Puisque les algorithmes cherchent à comprendre nos habitudes et à en tirer des appels à l’action, puisque en fin de compte l’algorithme est un logiciel qui ne se base que sur la prévisibilité de nos comportements, alors sans doute l’imprévisible est il une piste, un chemin de traverse, dans lesquels les obstinés de la liberté devront inéluctablement s’engager.

Cela donne à réfléchir sur ce que nous appelons la liberté tout d’abord pour comprendre à quel moment celle ci est menacée. Il ne suffit plus d’avoir des réactions, des réflexes viscéraux quand la douleur se manifeste, il ne suffit pas de descendre dans la rue pour vociférer, il ne suffit pas de s’exhiber en larmes non plus, non, il faut aussi devenir imprévisible même dans nos automatismes, revisiter l’atavisme pour le détourner lui aussi, abattre nos habitudes tout cortex confondus demandera non seulement du courage, de la peine, une aptitude à la solitude, une bonne dose d’humour et de recul.

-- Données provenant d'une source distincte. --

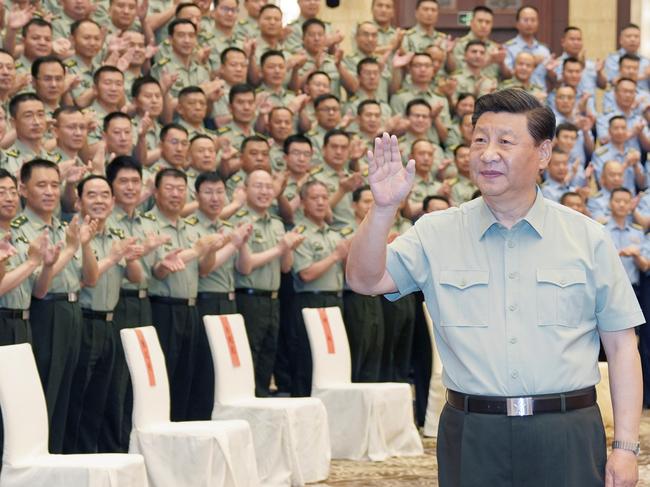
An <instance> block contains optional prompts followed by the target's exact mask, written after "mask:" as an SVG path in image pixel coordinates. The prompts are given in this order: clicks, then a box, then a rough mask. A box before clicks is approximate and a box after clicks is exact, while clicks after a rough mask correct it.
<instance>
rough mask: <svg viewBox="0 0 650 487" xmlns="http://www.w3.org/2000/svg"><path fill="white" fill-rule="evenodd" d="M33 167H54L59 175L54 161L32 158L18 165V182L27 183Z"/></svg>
mask: <svg viewBox="0 0 650 487" xmlns="http://www.w3.org/2000/svg"><path fill="white" fill-rule="evenodd" d="M34 169H54V170H55V171H56V173H57V174H59V176H60V175H61V174H60V172H59V166H57V165H56V163H54V162H52V161H48V160H47V159H32V160H31V161H26V162H25V163H24V164H23V165H22V166H21V167H20V182H21V183H23V184H27V183H28V182H29V180H30V179H31V177H32V172H33V171H34Z"/></svg>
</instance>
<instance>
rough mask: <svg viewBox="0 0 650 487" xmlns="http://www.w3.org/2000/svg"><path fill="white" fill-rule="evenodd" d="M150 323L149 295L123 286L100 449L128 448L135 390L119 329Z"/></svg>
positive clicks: (99, 440)
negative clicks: (122, 345) (114, 348)
mask: <svg viewBox="0 0 650 487" xmlns="http://www.w3.org/2000/svg"><path fill="white" fill-rule="evenodd" d="M151 324H152V321H151V303H149V298H148V297H146V295H145V294H143V295H142V297H138V291H137V290H126V289H123V290H122V291H121V292H120V299H119V301H118V302H117V306H116V307H115V311H114V313H113V327H112V330H113V337H114V338H113V340H114V341H115V362H114V364H113V374H112V375H111V379H110V384H109V386H108V397H107V399H106V410H105V411H104V421H103V423H102V428H101V431H100V434H99V442H98V445H97V446H98V451H99V452H100V453H110V452H113V453H126V452H127V451H128V450H129V438H130V435H131V414H132V413H133V390H132V389H131V377H130V376H129V368H128V366H127V365H126V358H125V357H124V348H123V347H122V339H121V338H120V330H123V329H125V328H135V327H138V326H147V325H151Z"/></svg>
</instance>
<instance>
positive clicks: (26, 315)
mask: <svg viewBox="0 0 650 487" xmlns="http://www.w3.org/2000/svg"><path fill="white" fill-rule="evenodd" d="M0 316H4V317H5V318H11V319H14V320H28V319H29V310H28V309H10V308H0Z"/></svg>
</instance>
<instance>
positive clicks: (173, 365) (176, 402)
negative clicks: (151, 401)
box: [150, 296, 199, 421]
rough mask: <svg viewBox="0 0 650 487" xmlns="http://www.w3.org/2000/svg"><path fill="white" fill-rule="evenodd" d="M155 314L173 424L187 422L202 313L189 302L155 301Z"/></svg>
mask: <svg viewBox="0 0 650 487" xmlns="http://www.w3.org/2000/svg"><path fill="white" fill-rule="evenodd" d="M150 299H151V314H152V317H153V325H154V326H155V327H156V331H157V333H158V339H159V340H160V346H161V348H162V351H163V354H164V355H165V364H166V366H167V376H168V377H169V392H170V399H171V420H172V421H187V419H188V410H189V403H190V392H191V390H192V379H193V377H194V371H195V363H196V334H197V330H198V326H199V312H198V310H197V309H196V306H188V300H187V299H175V298H161V297H153V296H152V297H151V298H150Z"/></svg>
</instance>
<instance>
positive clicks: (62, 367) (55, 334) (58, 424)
mask: <svg viewBox="0 0 650 487" xmlns="http://www.w3.org/2000/svg"><path fill="white" fill-rule="evenodd" d="M59 297H60V296H58V295H57V296H56V297H53V298H52V299H49V296H48V299H36V298H32V305H31V311H30V322H31V325H32V337H33V338H32V339H33V346H34V356H35V358H36V366H37V367H38V373H39V375H40V377H41V382H42V384H43V391H44V392H45V401H46V403H47V414H48V418H49V422H50V453H62V452H63V441H64V437H65V431H66V421H67V418H68V406H69V403H70V390H71V387H72V377H73V375H74V372H75V370H76V368H77V361H78V360H79V351H80V348H81V329H82V317H81V308H80V307H79V303H78V302H73V303H71V302H69V301H68V300H67V298H66V299H59Z"/></svg>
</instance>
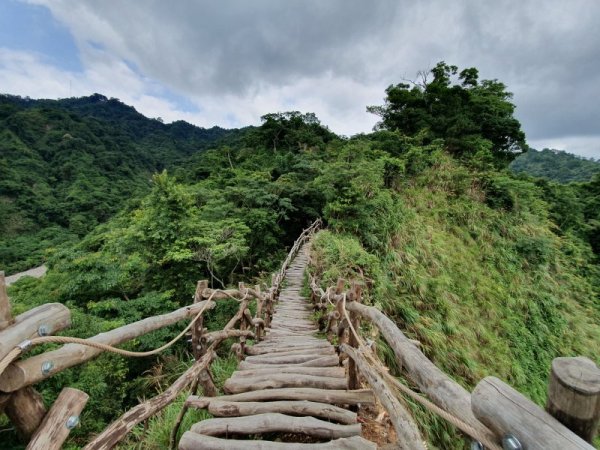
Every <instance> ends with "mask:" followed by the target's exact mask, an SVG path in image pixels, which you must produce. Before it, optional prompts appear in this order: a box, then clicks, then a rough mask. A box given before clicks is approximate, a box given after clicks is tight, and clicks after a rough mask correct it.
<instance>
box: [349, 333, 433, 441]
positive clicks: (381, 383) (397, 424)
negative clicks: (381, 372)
mask: <svg viewBox="0 0 600 450" xmlns="http://www.w3.org/2000/svg"><path fill="white" fill-rule="evenodd" d="M340 351H342V352H345V353H347V354H348V355H349V356H350V358H351V359H352V361H354V362H355V363H356V367H357V368H358V369H359V370H360V373H361V374H362V375H363V376H364V377H365V378H366V380H367V382H368V383H369V385H370V386H371V388H372V389H373V392H374V393H375V397H377V398H378V399H379V401H380V402H381V404H382V405H383V407H384V408H385V410H386V411H387V413H388V416H389V418H390V421H391V422H392V425H393V426H394V430H396V435H397V436H398V445H399V448H401V449H407V450H412V449H415V450H425V448H426V447H425V445H424V444H423V443H424V440H423V437H422V436H421V433H420V432H419V427H418V426H417V424H416V423H415V421H414V419H413V417H412V416H411V414H410V412H409V411H408V410H407V409H406V408H405V407H404V406H403V405H402V404H401V403H400V402H399V401H398V399H397V398H396V397H395V395H394V393H393V392H392V390H391V389H390V388H389V386H388V385H387V384H386V383H385V381H383V380H382V379H381V377H380V376H379V374H378V373H377V371H376V370H375V369H374V368H373V367H371V366H370V365H369V363H368V362H367V361H366V359H365V358H364V356H363V355H361V354H360V352H359V350H358V349H355V348H353V347H351V346H350V345H346V344H342V345H340Z"/></svg>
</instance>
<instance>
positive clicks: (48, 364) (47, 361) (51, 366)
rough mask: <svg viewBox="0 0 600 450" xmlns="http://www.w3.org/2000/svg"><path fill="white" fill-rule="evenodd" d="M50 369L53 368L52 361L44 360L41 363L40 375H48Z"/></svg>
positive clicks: (52, 364)
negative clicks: (40, 373) (47, 360)
mask: <svg viewBox="0 0 600 450" xmlns="http://www.w3.org/2000/svg"><path fill="white" fill-rule="evenodd" d="M52 369H54V363H53V362H52V361H44V362H43V363H42V375H44V376H46V375H50V372H52Z"/></svg>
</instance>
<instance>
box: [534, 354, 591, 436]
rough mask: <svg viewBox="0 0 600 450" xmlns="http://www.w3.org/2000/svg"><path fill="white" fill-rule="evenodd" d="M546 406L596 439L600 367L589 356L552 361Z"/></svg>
mask: <svg viewBox="0 0 600 450" xmlns="http://www.w3.org/2000/svg"><path fill="white" fill-rule="evenodd" d="M546 410H547V411H548V412H549V413H550V414H551V415H552V416H553V417H554V418H556V419H557V420H558V421H559V422H560V423H562V424H563V425H564V426H566V427H567V428H568V429H570V430H571V431H573V432H574V433H575V434H577V435H578V436H580V437H581V438H583V439H584V440H586V441H587V442H589V443H592V441H593V439H594V437H595V436H596V434H597V432H598V423H599V422H600V369H599V368H598V367H597V366H596V364H594V362H593V361H592V360H590V359H588V358H584V357H577V358H556V359H554V361H552V370H551V371H550V382H549V384H548V402H547V403H546Z"/></svg>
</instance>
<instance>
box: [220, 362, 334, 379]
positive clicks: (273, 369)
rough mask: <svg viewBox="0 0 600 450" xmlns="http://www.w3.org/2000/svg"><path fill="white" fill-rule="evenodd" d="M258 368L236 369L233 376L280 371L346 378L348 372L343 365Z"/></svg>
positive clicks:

La liberté est un sentiment et on ne devrait pas trop jouer avec les sentiments. Ou alors jouer à fond avec celui ci afin de mieux discerner en quoi il nous est vraiment propre ou bien s’il n’est encore qu’un héritage inconscient. Beaucoup de personnes cherchent la liberté et ne la trouvent jamais et pour cause, la liberté se trouve elle ne se cherche pas.

C’est en étant conscients que nous pourrons survivre aux algorithmes qui jouent surtout sur notre inconscient, notre mauvaise habitude de somnambulisme.

Je ne parle pas ici du mérite bien connu désormais de l’instant présent. L’instant présent est encore grosso modo une sorte de dope qui annihilerait fictivement notre ressenti face au passé et au futur. Nous vivons dans le temps, pourquoi vouloir s’évader de celui-ci sinon par pure incompréhension de sa raison d’être.

Il faut du temps pour toute chose. C’est dans la bible alors c’est surement vrai, du moins je ne vais pas le remettre en question ici. Nous avons besoin de mesurer le temps que met la graine pour parvenir à l’arbre. Dans l’absolu peut-être pas tout de même. Nous avons juste besoin de mesurer sur le plan terrestre le temps que prennent les conséquences de nos actes, alors que dans l’absolu, ou dans une physique parfaite qui existe surement ce délai n’existe pas, tous les possibles s’offriraient alors à nous simultanément.

Donc devenir imprévisible c’est aussi sortir d’une zone de possible convenue. En fait un couloir par lequel on fait passer les animaux avant de les assommer et finalement les assassiner. Devenir imprévisible c’est connaître le danger des autoroutes et des couloirs, sauter les embardes de sécurité soi disant et s’éloigner de la logique mathématique des algorithmes.

En revanche il faudra aussi changer complètement de mode opératoire à chaque évasion, devenir créatif. C’est comme le travail de peinture que j’effectue finalement, ça demande de considérer chaque toile, comme une nouvelle journée , une nouvelle vie et soi-même comme un autre inédit.